Path MTU Discovery (PMTUD) is a standardized technique in computer networking for determining the maximum transmission unit (MTU) size on the network path between two Internet Protocol (IP) hosts, usually with the goal of avoiding IP fragmentation. IPv4 RFC1191 and IPv6 RFC1981.

Path MTU Discovery with UDP

For a protocol such as UDP, in which the calling application is generally in control of the outgoing datagram size, it is useful if there is some way to determine an appropriate datagram size if fragmentation is to be avoided. Conventional PMTUD uses ICMP PTB messages in determining the largest packet size along a routing path that can be used without inducing fragmentation. These messages are typically processed below the UDP layer and are not directly visible to an application, so either an API call is used for the application to learn the best current estimate of the path MTU size for each destination with which it has communicated, or the IP layer can perform PMTUD independently without the application knowing. The IP layer often caches PMTUD information on a per-destination basis and times it out if it is not refreshed.

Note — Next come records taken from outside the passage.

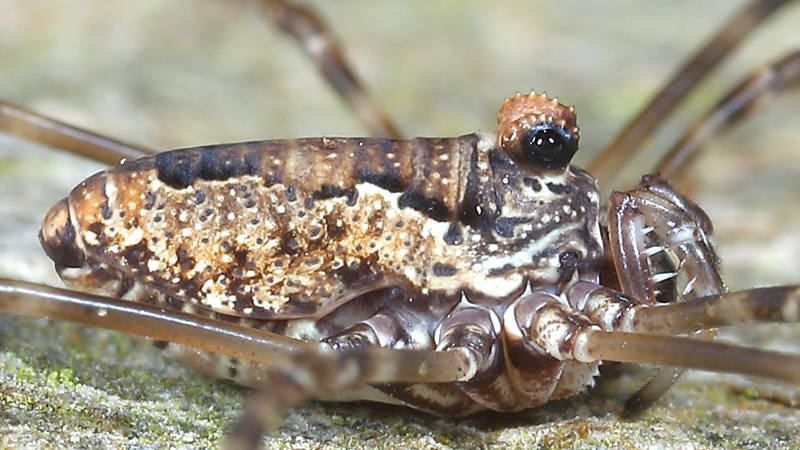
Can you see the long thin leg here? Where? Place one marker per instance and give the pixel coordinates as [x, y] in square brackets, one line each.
[565, 335]
[742, 101]
[759, 305]
[606, 164]
[678, 226]
[317, 41]
[374, 363]
[44, 130]
[690, 353]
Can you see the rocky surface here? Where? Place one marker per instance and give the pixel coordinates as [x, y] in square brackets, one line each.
[187, 73]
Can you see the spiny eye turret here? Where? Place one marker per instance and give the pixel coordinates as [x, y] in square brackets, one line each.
[537, 132]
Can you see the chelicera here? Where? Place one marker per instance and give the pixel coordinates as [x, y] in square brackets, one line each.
[519, 307]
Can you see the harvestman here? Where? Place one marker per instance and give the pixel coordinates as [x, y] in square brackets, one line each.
[555, 319]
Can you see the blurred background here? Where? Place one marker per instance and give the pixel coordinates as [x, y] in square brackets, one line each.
[183, 73]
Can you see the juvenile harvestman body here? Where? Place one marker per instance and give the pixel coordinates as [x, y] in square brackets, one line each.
[477, 198]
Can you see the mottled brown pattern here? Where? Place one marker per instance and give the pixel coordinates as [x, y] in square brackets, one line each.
[350, 242]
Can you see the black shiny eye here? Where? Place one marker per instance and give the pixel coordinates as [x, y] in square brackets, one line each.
[548, 146]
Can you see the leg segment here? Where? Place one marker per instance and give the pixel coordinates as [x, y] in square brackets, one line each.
[679, 227]
[44, 130]
[739, 103]
[652, 219]
[374, 364]
[605, 165]
[317, 41]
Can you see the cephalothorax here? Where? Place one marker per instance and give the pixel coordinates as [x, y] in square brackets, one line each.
[451, 275]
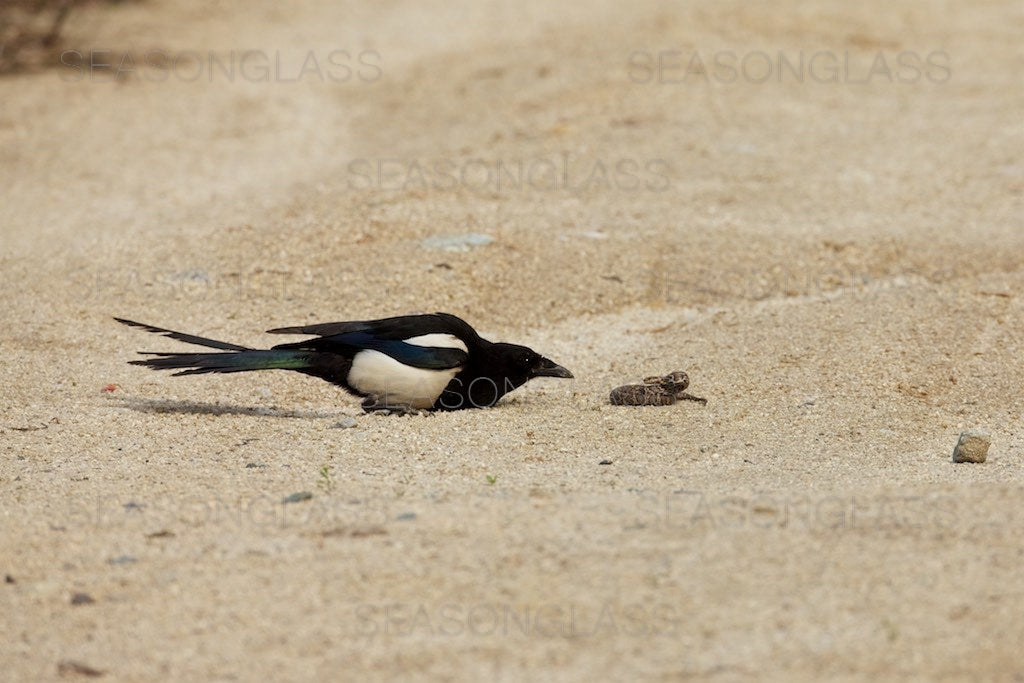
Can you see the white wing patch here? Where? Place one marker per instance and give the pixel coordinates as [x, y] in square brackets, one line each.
[394, 383]
[438, 340]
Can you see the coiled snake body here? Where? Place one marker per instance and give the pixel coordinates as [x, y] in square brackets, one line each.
[664, 390]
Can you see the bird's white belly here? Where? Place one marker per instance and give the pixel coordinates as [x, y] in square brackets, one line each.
[394, 383]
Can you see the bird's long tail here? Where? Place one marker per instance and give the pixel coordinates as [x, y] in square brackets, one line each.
[232, 358]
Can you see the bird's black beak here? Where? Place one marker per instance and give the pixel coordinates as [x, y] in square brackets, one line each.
[548, 368]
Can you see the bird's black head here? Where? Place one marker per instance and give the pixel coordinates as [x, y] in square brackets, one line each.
[521, 364]
[493, 373]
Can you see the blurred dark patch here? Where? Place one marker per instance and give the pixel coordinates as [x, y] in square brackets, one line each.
[197, 408]
[31, 31]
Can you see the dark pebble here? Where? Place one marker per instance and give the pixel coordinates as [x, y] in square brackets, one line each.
[82, 599]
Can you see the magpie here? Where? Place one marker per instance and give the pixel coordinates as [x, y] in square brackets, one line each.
[402, 365]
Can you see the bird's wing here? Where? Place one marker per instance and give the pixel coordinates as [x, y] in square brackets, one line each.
[419, 341]
[400, 327]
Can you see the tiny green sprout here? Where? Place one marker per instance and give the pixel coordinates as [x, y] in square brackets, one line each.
[327, 480]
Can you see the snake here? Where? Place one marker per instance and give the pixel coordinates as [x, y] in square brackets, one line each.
[655, 390]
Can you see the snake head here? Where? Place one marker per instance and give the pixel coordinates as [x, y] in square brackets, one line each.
[673, 382]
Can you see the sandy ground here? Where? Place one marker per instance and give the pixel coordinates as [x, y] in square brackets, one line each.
[837, 259]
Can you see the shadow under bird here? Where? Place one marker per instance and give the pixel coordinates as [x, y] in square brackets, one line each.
[430, 361]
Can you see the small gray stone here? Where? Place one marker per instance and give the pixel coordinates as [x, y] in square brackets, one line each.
[82, 599]
[457, 243]
[297, 498]
[972, 446]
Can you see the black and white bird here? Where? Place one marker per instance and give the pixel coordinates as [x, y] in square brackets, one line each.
[406, 364]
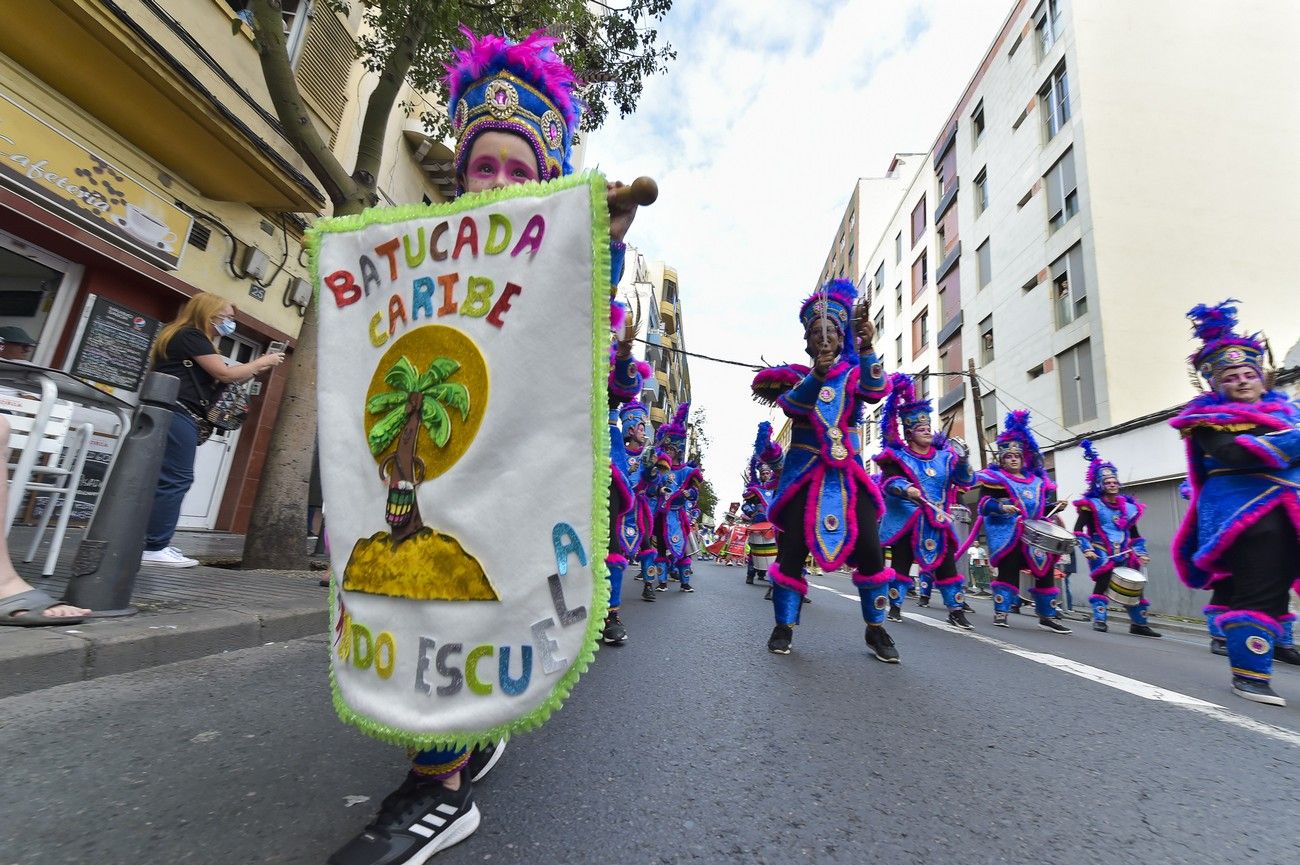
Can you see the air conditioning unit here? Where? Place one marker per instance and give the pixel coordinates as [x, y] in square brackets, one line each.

Path MTU Discovery with TCP

How PMTUD is used by TCP? TCP’s regular PMTUD process operates as follows: When a connection is established, TCP uses the minimum of the MTU of the outgoing interface, or the MSS announced by the other end, as the basis for selecting its send maximum segment size (SMSS). PMTUD does not allow TCP to exceed the MSS announced by the other end. If the other end does not specify an MSS, the sender assumes a default of 536 bytes, but this situation is now rare. It is also possible for an implementation to save path MTU information on a per-destination basis to help in selecting its segment size. Note that the path MTU in each direction of a connection could be different.

Once the initial SMSS is chosen, all IPv4 datagrams sent by TCP on that connection have the IPv4 DF bit field set. For TCP/IPv6, this is not necessary because there is no DF bit field; all datagrams are assumed to have it set implicitly. If a PTB(packet too big) is received, TCP decreases the segment size and retransmits using a different segment size. If the PTB contains the suggested next-hop MTU, the segment size can be set to the next-hop MTU minus the sizes of the IPv4 (or IPv6) and TCP headers. If the next-hop MTU value is not present (e.g., an older ICMP error was returned that lacks this information), the sender may try a variety of values (e.g., binary search for a usable value). This also affects TCP’s congestion control management. For PLPMTUD(Packetization Layer Path MTU Discovery), RFC4821, the situation is similar, except PTB messages are not used. Instead, the protocol performing PMTUD must be able to detect message discards quickly and perform its own datagram size adjustments.
Because routes can change dynamically, when some time has passed since the last decrease of the segment size, a larger value (up to the initial SMSS) can be tried. Guidance in RFC1191 and RFC1981 recommends that this time interval be about 10 minutes.

Problems

Many network security devices block all ICMP messages for perceived security benefits, including the errors that are necessary for the proper operation of PMTUD. This can result in connections that complete the TCP three-way handshake correctly, but then hang when data is transferred. This state is referred to as a black hole connection.